GSA Annual Meeting in Indianapolis, Indiana, USA - 2018

Paper No. 215-4
Presentation Time: 2:30 PM

MORPHOLOGICAL DIFFERENCES IN MARTIAN STEPPED FANS (Invited Presentation)


WILLIAMS, Rebecca M.E., Planetary Science Institute, 1700 East Fort Lowell, Suite 106, Tucson, AZ 85719, NELSON, William, Laboratory for Atmospheric and Space Physics, University of Colorado Boulder, Boulder, CO 80309; Laboratory for Atmospheric and Space Physics, University of Colorado, 392 UCB, Boulder, CO 80309, HYNEK, Brian M., Laboratory for Atmospheric and Space Physics, University of Colorado, 392 UCB, Boulder, CO 80309, DI ACHILLE, Gaetano, INAF - National Institute for Astrophysics, Astronomical Observatory of Abruzzo, Abruzzo, 64100, Italy and VAZ, David A., Centre for Earth and Space Research, University of Coimbra, Coimbra, 3040-004, Portugal; INAF - National Institute for Astrophysics, Astronomical Observatory of Abruzzo, Abruzzo, 64100, Italy

Stepped fans—conical forms with stair-step topography—are relatively rare on both Earth and Mars, and their formation mechanisms are poorly understood.

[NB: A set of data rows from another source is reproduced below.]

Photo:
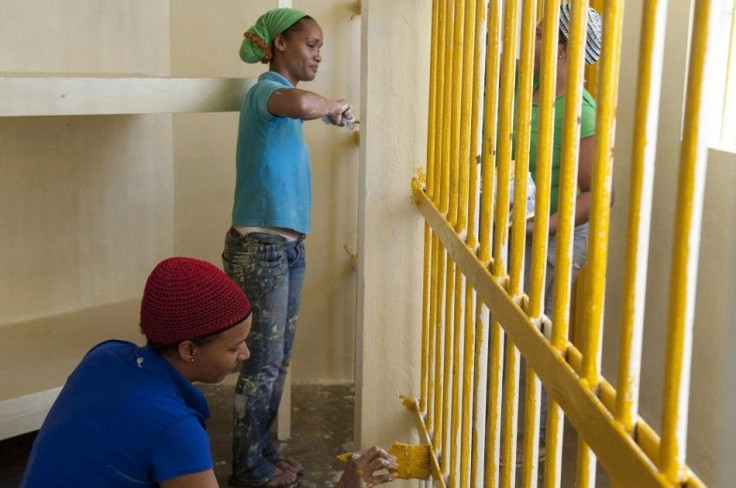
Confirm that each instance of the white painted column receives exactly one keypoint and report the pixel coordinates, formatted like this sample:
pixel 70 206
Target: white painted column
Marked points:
pixel 395 49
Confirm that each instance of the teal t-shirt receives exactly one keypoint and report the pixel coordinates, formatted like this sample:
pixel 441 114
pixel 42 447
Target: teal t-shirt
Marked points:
pixel 273 186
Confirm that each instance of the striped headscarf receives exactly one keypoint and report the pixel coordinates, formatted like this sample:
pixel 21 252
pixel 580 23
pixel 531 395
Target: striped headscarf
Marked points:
pixel 257 43
pixel 592 34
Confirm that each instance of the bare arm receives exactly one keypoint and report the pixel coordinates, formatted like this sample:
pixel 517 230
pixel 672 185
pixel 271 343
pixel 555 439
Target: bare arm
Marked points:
pixel 203 479
pixel 306 105
pixel 585 179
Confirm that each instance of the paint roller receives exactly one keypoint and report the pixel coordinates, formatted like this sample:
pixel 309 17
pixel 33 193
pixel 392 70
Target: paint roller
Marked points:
pixel 414 460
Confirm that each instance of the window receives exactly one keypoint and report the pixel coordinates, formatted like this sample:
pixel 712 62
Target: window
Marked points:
pixel 723 70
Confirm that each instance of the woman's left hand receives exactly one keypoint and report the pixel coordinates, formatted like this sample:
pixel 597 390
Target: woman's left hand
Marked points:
pixel 363 467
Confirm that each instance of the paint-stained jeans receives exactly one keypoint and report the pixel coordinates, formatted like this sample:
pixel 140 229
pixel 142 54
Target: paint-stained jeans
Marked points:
pixel 579 256
pixel 270 270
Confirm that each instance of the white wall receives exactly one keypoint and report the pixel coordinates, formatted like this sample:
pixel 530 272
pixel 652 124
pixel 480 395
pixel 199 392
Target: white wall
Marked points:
pixel 712 366
pixel 87 200
pixel 395 61
pixel 92 203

Multiple formation scenarios for stepped fans have been proposed, including lava flows, erosive wave action, subaerial alluvial fan deposits, or subaqueous delta deposits. We examined the three-dimensional form of fourteen martian stepped fans in high resolution digital elevation models derived from the HRSC, CTX and rarely HiRISE instruments.

Irrespective of fan size, there were distinct groupings of fan attributes that we interpret are due to differences in formation process. Discrimination of morphologic classes is based largely on differences in the fan radial profile, the mass balance ratio (fan volume to valley volume), and the planimetric configuration of the feeder valley. Class A are steep (>4°), multi-step fans typically with a single, short feeder valley. Volume ratios for Class A are close to unity, indicating minimal sediment loss. Consistent with prior study’s findings, we favor gravity-driven flows with low to no water content, such as mass movement or debris flows, in generating Class A stepped fans.

Class B stepped fans are located in closed basins, fed by a branching valley network, and characterized by shallow average fan slope (<3.5°) that includes subhorizontal planar sections ~1 km in length. The low volume ratios (<0.5) for Class B stepped fans are consistent with significant sediment loss from the terminal deposit. Although all martian fans have experienced post-deposition deflation by aeolian erosion, we attribute the low volume ratio of Class B fans also included dispersal of the fine sediment load in a standing body of water. This interpretation is further supported by the presence of platforms that we infer are associated with water level fluctuations. Numerical simulations by our group and laboratory experiments in prior work have replicated stepped topographic form in rising and falling water conditions. Our on-going work is focused on evaluating if transgressive and regressive scenarios can be distinguished in the available remotely sensed data for Class B fan-deltas, and constraining formation timescales.